[Scons-dev] New SCons doc toolchain...
Russel Winder
russel at winder.org.uk
Sun Apr 28 02:41:48 EDT 2013
On Sat, 2013-04-27 at 22:28 -0400, Gary Oberbrunner wrote:
> Where do we stand on this? The User guide definitely looks a lot prettier
> with Dirk's system, and it seems to have all the same sections as the old
> guide (the layout is a bit denser so it comes in at 286 pages rather than
> 337). The title page font is a bit too big but I'm sure that can be easily
> adjusted.
>
> What do people think?
I have been too busy to do the work needed to have an opinion that
should be taken serious note of, but I cloned the repository, switched
to the branch and ran bootstrap.py. Some responses…
I got various warnings from fop, especially about "margin-left" and
"margin-right". Most of the fonts required I don't have, so lots of font
substitutions. Also lots of problems with fixed width tables. Not to
mention complaining about lack of "server-api" in /usr/share/java.
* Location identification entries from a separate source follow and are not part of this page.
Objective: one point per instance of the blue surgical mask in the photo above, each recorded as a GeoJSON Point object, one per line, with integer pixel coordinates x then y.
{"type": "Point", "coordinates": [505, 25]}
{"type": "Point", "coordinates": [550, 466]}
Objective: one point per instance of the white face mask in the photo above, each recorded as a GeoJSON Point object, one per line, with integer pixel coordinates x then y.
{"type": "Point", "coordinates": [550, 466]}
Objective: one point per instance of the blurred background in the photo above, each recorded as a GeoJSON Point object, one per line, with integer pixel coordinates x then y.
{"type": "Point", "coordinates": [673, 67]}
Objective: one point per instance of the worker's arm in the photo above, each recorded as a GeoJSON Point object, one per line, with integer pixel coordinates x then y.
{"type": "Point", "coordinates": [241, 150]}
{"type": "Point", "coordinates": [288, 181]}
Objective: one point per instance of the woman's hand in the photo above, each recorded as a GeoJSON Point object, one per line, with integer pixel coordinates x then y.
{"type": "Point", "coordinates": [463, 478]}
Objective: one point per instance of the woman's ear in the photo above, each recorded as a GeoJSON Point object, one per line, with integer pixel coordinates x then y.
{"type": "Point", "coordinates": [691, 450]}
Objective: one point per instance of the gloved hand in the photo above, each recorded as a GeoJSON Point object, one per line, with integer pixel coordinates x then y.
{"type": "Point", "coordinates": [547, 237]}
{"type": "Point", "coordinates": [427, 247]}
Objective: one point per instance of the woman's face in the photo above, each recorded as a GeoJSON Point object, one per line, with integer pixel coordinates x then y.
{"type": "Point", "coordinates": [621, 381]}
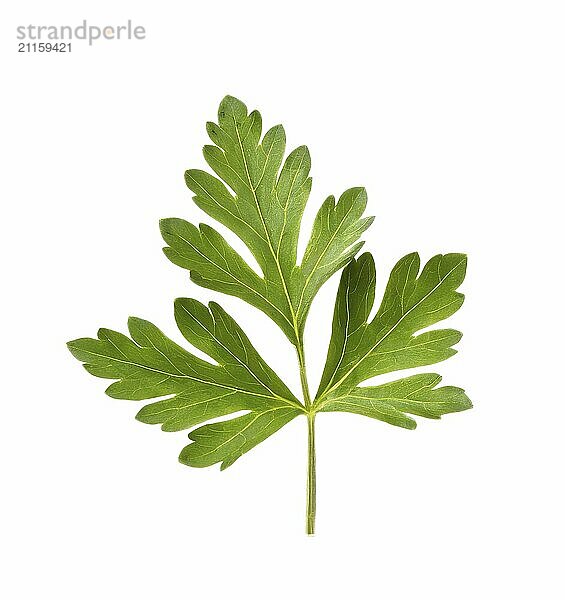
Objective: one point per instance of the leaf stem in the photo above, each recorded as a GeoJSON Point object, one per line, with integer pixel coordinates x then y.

Masses of paragraph overflows, often by huge amounts like 48pt.
Lots of hyphenations in monospace font words – fortunately none I saw in
normal text.
After all the Python byte compiling I get lots of weird stuff about
"adding 'PURELIB/scons-2.1.0.alpha.yyyymmdd/SCons/" which seems
fundamentally wrong somewhere.
Finally I get:
Warning: Can't read registry to find the necessary compiler setting
Make sure that Python modules _winreg, win32api or win32con are installed.
Traceback (most recent call last):
File "/home/Checkouts/Mercurial/SCons_Doc_Toolchain/build/scons/setup.py", line 414, in <module>
distutils.core.setup(**arguments)
File "/usr/lib/python2.7/distutils/core.py", line 152, in setup
dist.run_commands()
File "/usr/lib/python2.7/distutils/dist.py", line 953, in run_commands
self.run_command(cmd)
File "/usr/lib/python2.7/distutils/dist.py", line 972, in run_command
cmd_obj.run()
File "/usr/lib/python2.7/distutils/command/bdist_wininst.py", line 189, in run
self.create_exe(arcname, fullname, self.bitmap)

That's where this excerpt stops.